Search code examples
assemblybroadcastxeon-phi

operand type mismatch for `vpbroadcastd'


I tried to find a KNC broadcast instruction for Xeon Phi platform. But I could not find any instruction. Instead I tried to use this AVX _mm512_set1_epi32 intrinsic in assembly. I have two questions: first is there any KNC broadcast instruction?

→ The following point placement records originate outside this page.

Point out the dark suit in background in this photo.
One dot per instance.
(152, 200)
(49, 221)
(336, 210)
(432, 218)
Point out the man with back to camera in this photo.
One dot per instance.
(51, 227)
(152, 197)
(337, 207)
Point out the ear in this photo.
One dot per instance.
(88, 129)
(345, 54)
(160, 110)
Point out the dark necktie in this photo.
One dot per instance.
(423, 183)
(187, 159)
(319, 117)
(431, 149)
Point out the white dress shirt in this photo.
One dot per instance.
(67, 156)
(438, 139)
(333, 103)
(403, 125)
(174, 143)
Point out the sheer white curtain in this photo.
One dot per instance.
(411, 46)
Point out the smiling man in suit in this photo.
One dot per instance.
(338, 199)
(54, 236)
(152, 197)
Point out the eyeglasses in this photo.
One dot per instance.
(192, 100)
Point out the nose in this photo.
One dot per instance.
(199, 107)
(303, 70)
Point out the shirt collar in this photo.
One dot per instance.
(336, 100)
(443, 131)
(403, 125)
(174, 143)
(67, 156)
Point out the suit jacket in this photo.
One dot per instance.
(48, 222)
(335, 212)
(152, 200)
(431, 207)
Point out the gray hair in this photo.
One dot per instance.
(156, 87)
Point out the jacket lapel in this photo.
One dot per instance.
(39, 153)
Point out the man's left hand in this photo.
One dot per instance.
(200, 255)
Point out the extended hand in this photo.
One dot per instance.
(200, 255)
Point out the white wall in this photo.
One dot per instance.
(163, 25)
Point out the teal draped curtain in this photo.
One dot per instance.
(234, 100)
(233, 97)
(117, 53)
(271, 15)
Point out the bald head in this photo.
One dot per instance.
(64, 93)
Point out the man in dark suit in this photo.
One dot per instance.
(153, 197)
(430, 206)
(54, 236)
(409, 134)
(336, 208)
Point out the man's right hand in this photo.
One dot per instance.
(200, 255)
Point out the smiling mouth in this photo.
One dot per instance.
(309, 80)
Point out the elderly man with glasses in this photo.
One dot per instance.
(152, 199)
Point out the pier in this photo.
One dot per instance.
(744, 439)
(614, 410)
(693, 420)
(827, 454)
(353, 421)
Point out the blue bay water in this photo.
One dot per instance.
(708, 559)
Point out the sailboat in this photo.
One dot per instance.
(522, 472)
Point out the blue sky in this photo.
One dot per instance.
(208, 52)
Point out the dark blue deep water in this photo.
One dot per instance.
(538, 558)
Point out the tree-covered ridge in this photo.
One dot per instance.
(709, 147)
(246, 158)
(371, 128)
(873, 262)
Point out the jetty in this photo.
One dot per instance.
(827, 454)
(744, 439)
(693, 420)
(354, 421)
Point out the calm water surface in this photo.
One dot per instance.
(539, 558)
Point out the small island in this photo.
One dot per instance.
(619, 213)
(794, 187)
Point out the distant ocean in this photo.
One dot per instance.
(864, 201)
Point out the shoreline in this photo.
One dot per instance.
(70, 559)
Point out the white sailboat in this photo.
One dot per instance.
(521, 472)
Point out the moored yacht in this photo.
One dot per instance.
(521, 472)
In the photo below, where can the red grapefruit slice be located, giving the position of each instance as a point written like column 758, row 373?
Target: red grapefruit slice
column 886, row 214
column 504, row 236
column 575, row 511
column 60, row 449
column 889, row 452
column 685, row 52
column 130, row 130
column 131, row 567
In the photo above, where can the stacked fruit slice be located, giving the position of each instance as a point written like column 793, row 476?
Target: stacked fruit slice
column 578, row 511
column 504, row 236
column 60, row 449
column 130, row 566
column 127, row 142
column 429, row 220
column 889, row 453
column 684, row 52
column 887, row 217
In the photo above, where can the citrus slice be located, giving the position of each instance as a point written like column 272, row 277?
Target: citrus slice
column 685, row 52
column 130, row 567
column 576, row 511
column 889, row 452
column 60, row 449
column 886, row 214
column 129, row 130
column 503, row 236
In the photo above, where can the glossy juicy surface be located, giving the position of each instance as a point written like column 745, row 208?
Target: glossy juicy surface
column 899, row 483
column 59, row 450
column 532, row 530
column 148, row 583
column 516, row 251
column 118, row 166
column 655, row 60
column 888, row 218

Second, when I compiled the below code, I got the operand type mismatch for `vpbroadcastd' error.

int op = 2;
__asm__("vmovdqa32 %0,%%zmm0\n\t"
            "mov %1, %%eax\n\t"
            "vpbroadcastd %%eax, %%zmm1\n\t"
            "vpsravd %%zmm1,%%zmm0,%%zmm1\n\t"
            "vmovdqa32 %%zmm1,%0;"
            : "=m" (tt[0]): "m" (op));

which tt defined using below code and I used k1om-mpss-linux-gcc compiler for compiling this code

int * tt = (int *) aligned_malloc(16 * sizeof(int),64);

Solution

  • I looked at how AVX2 would do this with intrinsics and noticed that the broadcast reads from memory just like with KNC. Looking at the assembly from the AVX2 intrinsics I wrote inline assembly which does the same thing.

    #include <stdio.h>
    #include <x86intrin.h>
    void foo(int *A, int n) {
        __m256i a16 = _mm256_loadu_si256((__m256i*)A);
        __m256i t = _mm256_set1_epi32(n);
        __m256i s16 = _mm256_srav_epi32(a16,t);
        _mm256_storeu_si256((__m256i*)A, s16);
    }
    
    void foo2(int *A, int n) {
        __asm__("vmovdqu      (%0),%%ymm0\n"
                "vpbroadcastd (%1), %%ymm1\n"
                "vpsravd      %%ymm1, %%ymm0, %%ymm0\n"
                "vmovdqu      %%ymm0, (%0)"
                :
                : "r" (A), "r" (&n)
                : "memory"
            );
    }
    
    int main(void) {
        int x[8];
        for(int i=0; i<8; i++) x[i] = 1<<i;
        for(int i=0; i<8; i++) printf("%8d ", x[i]); puts("");
        foo2(x,2);
        for(int i=0; i<8; i++) printf("%8d ", x[i]); puts("");
    }
    

    Here is my guess for KNC (using aligned loads):

    void foo2_KNC(int *A, int n) {
        __asm__("vmovdqa32      (%0),%%zmm0\n"
                "vpbroadcastd   (%1), %%zmm1\n"
                "vpsravd        %%zmm1, %%zmm0, %%zmm0\n"
                "vmovdqa32      %%zmm0, (%0)"
                :
                : "r" (A), "r" (&n)
                : "memory"
            );
    }
    

    There appears to be a more efficient way of doing this with KNC and AVX512.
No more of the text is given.